I used to work in marketing for the old Diamond Match Company, so I’m an expert. Whatever matches you use, just use them, wherever they come from. Or a pipe-lighter, of course. I use matches. You can find them in the picnic aisle anywhere for a couple of dollars. This particular pack came with a Boswell pipe I’d just purchased. Matches are pretty straightforward, though- you get the picture.
That’s all she said. Now- in keeping with my contrarian bent against the various pipedoms that have sprung up around the internet, here’s what you don’t need:
A funny hat: Unless you sell newspapers on a street corner and find yourself yelling out “Extree” about the Titanic sinking, there’s no reason to own or wear this, particularly while you smoke. Don’t make the mistake that this baby did- a hat like this is certainly not necessary to enjoy a pipe. If you’ve already got one, flaunt it, but it’s not required.
Ridiculous facial hair: Also unneccesary. I have a modest beard, but you don’t have to grow facial hair to enjoy smoking a pipe. Aren’t you quirky enough smoking a block of wood when even cigarettes are no longer socially acceptable? Long beards and funny Dali mustaches are popular amongst the pipe-smoking crowd, but you needn’t fall into that trap. You don’t need anything, outwardly, to enjoy a pipe. It’s a personal journey, so make it your own, and let thew hobby come to you naturally. That said, if you already have a fantastical beard or a generous mustache, please don’t let me get in your way.
A beach ball. Are you planning to swim in the ocean while you puff away? Leave it at home while you smoke your pipe.
A favorite tobacco make, marquee, or anything: Like I said, this journey is for you, not anyone else. You will develop your own preferences and your own favorites when it comes to tobacco and the instruments to smoke them through. Even though I’ll recommend an old-school over-the-counter blend like Half & Half or Carter Hall for a newbie until I’m blue in the face, my last piece of advice is to find out what works for you and roll with it. You will come into contact with people who decry the brand of pipe used in place of the type of tobacco smoked in it. The vessel doesn’t matter, they say- only the tobacco does.

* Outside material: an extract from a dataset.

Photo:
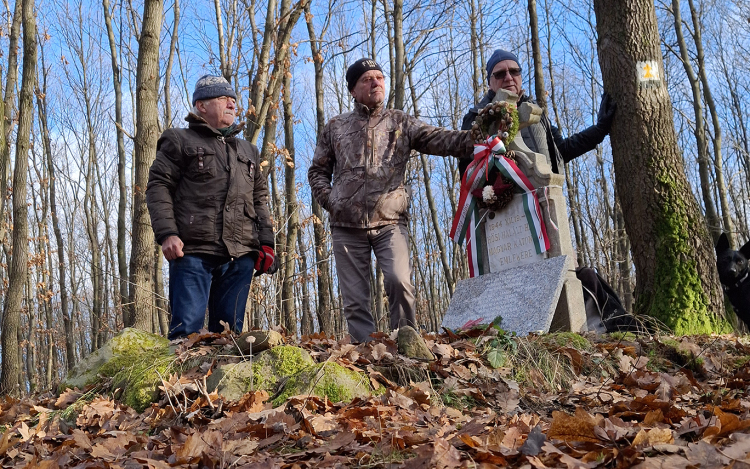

I find that asinine. Given the investment, you need a long-lasting companion. For me, that’s much of the fun of smoking a pipe! After all- you wouldn’t put a full pour of a Cabernet Sauvignon into a beach ball and suck it out through the air hole, would you?
If you would, then you’re like me, but the point’s notwithstanding.
Coming up, we’ll talk about how to properly smoke a pipe from a new-to-us perspective. I even ordered a new pipe to demonstrate with, a Ropp Zulu with a horn stem that I bought my brother. We can all experience it together. Ropp pipes start at $45 on SmokingPipes and they are solid smokers, if a bit on the tiny side.
At any rate, I think that those who toss the quality of their pipe in the gutter in preference of their preferred tobacco are missing out. I’d happily smoke floor shavings from a soccer riot in Calcutta for the rest of my years if it meant coloring a Meerschaum or getting to know a Briar to the point of it becoming a longtime friend. After all, the tobacco burns up after a smoke. The pipe is there forever. If you’re willing to make an investment, your friend is waiting.
The best part about friends is that friendships can occur in the most unlikely of circumstances. That $45 Ropp, a $50 Rossi, a $50 Nording Compass, or a $55 Brigham Voyageur won’t cost a lot, but it’ll be primed to give you many more years of pleasure than a less-expensive option. Of course, I can personally recommend the $60-70 Erik The Red series by Nording. Add less than seven bucks for all the accoutrements and you’ll be well-set towards your future enjoyment of the pipe-smoking hobby and habit.